Designed and implemented a 32-bit RV32I processor in Verilog and deployed it on a Nexys 4 FPGA. The design follows a classical five-stage pipeline but was extended with dynamic branch prediction, hardware hazard resolution, and a multi-cycle execution unit. The goal was to achieve correct program execution without compiler-inserted NOPs while maintaining high instruction throughput.
The datapath is fully pipelined with registers between IF, ID, EX, MEM, and WB stages. A dedicated hazard unit monitors source and destination registers across pipeline stages and dynamically selects forwarding paths from the EX/MEM and MEM/WB latches. Load-use hazards and multi-cycle operations assert a stall signal that freezes the upstream pipeline while allowing downstream stages to drain, preserving correctness without corrupting state.

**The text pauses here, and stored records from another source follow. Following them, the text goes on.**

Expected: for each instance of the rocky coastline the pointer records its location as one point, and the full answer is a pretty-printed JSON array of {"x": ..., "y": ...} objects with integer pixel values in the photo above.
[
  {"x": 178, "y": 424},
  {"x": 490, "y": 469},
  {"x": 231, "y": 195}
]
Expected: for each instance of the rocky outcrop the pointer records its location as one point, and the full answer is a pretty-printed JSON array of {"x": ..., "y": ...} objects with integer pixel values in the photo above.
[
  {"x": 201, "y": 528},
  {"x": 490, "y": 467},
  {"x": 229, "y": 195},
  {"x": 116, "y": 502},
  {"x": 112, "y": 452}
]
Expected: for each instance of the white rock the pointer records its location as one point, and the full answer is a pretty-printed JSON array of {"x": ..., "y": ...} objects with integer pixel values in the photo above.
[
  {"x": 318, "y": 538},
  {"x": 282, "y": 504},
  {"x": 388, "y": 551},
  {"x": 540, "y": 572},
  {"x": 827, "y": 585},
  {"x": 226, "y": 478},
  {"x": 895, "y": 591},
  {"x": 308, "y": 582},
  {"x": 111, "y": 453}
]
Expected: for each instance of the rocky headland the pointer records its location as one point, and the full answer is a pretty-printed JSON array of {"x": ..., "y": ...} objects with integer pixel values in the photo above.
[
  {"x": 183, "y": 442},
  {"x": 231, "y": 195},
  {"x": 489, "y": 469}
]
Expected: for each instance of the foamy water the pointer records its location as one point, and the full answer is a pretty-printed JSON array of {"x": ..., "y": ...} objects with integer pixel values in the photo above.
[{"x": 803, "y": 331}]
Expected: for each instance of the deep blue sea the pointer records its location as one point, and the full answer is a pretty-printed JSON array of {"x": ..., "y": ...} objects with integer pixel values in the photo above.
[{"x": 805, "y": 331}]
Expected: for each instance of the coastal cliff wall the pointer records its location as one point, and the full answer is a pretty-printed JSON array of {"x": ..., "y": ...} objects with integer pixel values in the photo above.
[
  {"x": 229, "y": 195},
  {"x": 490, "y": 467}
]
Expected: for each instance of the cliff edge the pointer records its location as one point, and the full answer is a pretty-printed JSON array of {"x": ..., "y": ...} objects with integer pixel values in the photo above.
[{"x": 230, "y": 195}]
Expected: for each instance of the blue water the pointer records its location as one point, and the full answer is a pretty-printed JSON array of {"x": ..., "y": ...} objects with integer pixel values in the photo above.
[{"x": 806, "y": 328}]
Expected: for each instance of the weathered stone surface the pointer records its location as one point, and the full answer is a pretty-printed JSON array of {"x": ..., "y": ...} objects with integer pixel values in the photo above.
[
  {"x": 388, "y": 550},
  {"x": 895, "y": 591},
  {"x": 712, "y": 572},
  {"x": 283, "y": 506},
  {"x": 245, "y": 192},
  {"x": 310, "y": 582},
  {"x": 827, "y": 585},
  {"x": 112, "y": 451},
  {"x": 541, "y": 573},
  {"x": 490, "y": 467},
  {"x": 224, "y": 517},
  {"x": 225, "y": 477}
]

Control hazards were mitigated using a Branch History Table indexed by the lower bits of the program counter and a Branch Target Buffer supplying predicted next addresses during the fetch stage. Each entry uses a two-bit saturating counter, allowing the predictor to learn branch behaviour over time. Mispredictions are detected in the execute stage, triggering a pipeline flush and redirecting the PC to the correct target.
Using only the lower PC bits for indexing introduces aliasing, but this trade-off reduced memory usage while maintaining acceptable prediction accuracy for benchmark programs.
Multiplication is implemented using a dedicated multi-cycle Booth unit operating alongside the main ALU. When a multiply instruction enters the execute stage, the pipeline asserts a busy signal that stalls instruction issue until the result is ready. This allows complex arithmetic without lengthening the critical path of the single-cycle ALU.
Assembly test programs were written to stress data hazards, control hazards, and back-to-back dependent operations. Waveform inspection was used to confirm correct forwarding paths, stall timing, and pipeline flush behaviour. The processor successfully executed programs without manual scheduling, demonstrating correct hazard resolution.